The authors first establish the computational hardness of LIMIDs. They prove that even for singly‑connected LIMIDs with treewidth = 2 and at most three states per variable, the decision problem “does there exist a strategy whose expected utility exceeds a given threshold?” is NP‑complete. This result shows that LIMIDs remain intractable even under severe structural restrictions. Conversely, they show that when both treewidth and the number of states per variable are bounded by constants, a Fully Polynomial‑Time Approximation Scheme (FPTAS) exists for computing the maximum expected utility (MEU) within any relative error ε > 0. They also demonstrate that the bounded‑state condition is necessary: without it, no polynomial‑time approximation algorithm with any fixed factor guarantee can exist unless P = NP.

The core technical contribution is a new exact algorithm based on a dominance‑pruned variable elimination scheme. The algorithm exploits two observations: (1) partial strategies (i.e., assignments to a subset of decision variables) can be partially ordered by the expected utility they induce; if one partial strategy dominates another, every full strategy extending the dominated one is also dominated. Hence dominated partial strategies can be safely discarded. (2) By eliminating variables in a carefully chosen order (guided by the graph’s treewidth), one can propagate only the non‑dominated partial solutions, dramatically shrinking the search space. The algorithm first removes barren nodes and applies d‑separation to prune irrelevant parts of the graph, then proceeds with a sequence of sum‑marginalization and product operations on functions defined over the remaining variables. At each elimination step, the set of surviving partial policies is reduced by dominance testing, which is performed efficiently because the number of states per variable is small.

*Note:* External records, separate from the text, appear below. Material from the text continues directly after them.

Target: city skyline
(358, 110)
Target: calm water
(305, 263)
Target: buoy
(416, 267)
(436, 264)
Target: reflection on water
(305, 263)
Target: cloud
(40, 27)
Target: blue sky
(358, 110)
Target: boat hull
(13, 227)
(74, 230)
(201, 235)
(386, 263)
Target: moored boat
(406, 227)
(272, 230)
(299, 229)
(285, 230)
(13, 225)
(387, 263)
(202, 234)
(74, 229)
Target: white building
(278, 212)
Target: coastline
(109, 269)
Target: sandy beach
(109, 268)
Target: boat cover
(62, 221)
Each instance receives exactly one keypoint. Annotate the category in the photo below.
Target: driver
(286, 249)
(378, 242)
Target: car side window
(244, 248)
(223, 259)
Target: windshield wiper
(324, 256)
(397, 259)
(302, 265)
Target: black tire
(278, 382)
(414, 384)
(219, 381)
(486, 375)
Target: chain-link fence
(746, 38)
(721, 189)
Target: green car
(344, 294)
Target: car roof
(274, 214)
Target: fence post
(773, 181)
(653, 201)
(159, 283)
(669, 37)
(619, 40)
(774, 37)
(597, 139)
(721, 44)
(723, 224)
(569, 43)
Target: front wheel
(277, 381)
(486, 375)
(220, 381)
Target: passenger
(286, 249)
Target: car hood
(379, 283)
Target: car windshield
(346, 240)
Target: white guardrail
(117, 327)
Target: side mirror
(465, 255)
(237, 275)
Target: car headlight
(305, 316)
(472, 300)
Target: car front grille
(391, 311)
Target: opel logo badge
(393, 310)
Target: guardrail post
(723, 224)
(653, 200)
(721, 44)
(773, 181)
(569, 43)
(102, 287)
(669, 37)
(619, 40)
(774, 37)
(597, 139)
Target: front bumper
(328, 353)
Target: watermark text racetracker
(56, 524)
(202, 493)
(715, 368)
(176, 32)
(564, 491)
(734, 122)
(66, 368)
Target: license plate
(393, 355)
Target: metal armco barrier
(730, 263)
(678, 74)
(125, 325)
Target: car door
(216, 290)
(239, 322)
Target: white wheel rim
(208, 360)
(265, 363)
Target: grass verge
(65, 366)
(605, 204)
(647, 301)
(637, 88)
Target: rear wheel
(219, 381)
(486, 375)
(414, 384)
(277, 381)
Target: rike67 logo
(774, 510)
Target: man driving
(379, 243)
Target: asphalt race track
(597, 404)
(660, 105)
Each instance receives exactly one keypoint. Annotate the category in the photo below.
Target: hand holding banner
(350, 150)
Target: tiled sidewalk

Complexity analysis shows that for a LIMID with treewidth ω and at most s states per variable, the exact algorithm runs in time O(s^{ω} · poly(|L|)). When ω is constant and s is bounded, this becomes polynomial, matching the conditions under which the FPTAS is derived. The FPTAS is obtained by discretizing the utility values and applying the same dominance‑pruned elimination while allowing a controlled loss of precision; the runtime scales polynomially in both the input size and 1/ε.

Experimental evaluation compares the proposed method against the state‑of‑the‑art CR algorithm (which maps a LIMID to a credal network and solves a mixed‑integer linear program). Random LIMIDs were generated with up to 150 variables and up to 10^{64} possible strategies. The new algorithm consistently outperformed CR, often by several orders of magnitude, both in runtime and memory consumption. In particular, for medium‑sized instances (≈ 50–100 variables) the exact algorithm solved problems that CR could not finish within a reasonable time limit. The FPTAS variant achieved ε = 0.01 approximations in seconds for large instances where exact computation would be infeasible.

The paper situates its contributions within the broader literature. Traditional dynamic‑programming approaches for influence diagrams rely on no‑forgetting and regularity; they are exponential in treewidth and provide only local optima when those assumptions are violated. The CR method handles LIMIDs without those assumptions but suffers from the combinatorial explosion of the underlying MILP. By integrating dominance pruning with variable elimination, the authors obtain an algorithm that is both theoretically grounded (hardness proofs, FPTAS) and practically superior (empirical speed‑ups).

Future work suggested includes extending the framework to multi‑objective utilities, online updating of LIMIDs in streaming environments, and distributed implementations for very large‑scale decision problems. Overall, the paper makes a significant contribution to the theory and practice of decision‑theoretic graphical models by delivering the first exact algorithm that scales to realistic LIMID instances and by delineating the precise boundary between tractable and intractable cases.